New push for No Budget, No Pay legislation from Illinois Comptroller

ROCK ISLAND, Illinois — There's a new push to make sure Illinois lawmakers don't get paid if they don't complete work on a state budget. It's an issue republicans are campaigning on and it's led by Illinois Comptroller Leslie Munger.

"We are 21 months into our second fiscal year now without a budget in the state. We are constitutionally required to have a balanced budget passed by the legislature, signed by our governor before we enter our fiscal year. It's a constitutional requirement that's being totally ignored," said Leslie Munger, at a news conference outside of the Rock Island GOP Headquarters downtown on Wednesday.
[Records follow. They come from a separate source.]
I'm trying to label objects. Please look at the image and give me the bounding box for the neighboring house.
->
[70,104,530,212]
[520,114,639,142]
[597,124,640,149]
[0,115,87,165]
Under Munger's plan, the Illinois General Assembly and Governor Bruce Rauner would have to agree on an annual balanced budget by the end of the legislative session, or they don't get paid.

"I'm the chief fiscal officer of our state, the most important thing we can do to help our state on a better track is to get a budget in place so we know what our priorities are for spending and how we're going to pay for and this initiative puts some teeth in that constitutional requirement," said Munger.

Munger was joined by Illinois State Senator Neil Anderson, and State Representative Candidates Brandi McGuire, Don Swanson and Tony McCombie.

"It's very unfair for us as candidates to continuously make promises especially when it comes to our taxpaying dollars and not stand behind them so I support the No Budget, No Pay and I think the voters do too," said Tony McCombie, republican candidate for the Illinois House of Representatives District 71. McCombie faces democrat Mike Smiddy, current Illinois state representative for the 71st district.

"This No Budget, No Pay really takes it a step further and really holds people accountable to get their jobs done like we all have to do in our own jobs and our own careers," said Munger.

Munger is up for special election against democrat Susana Mendoza in November's general election.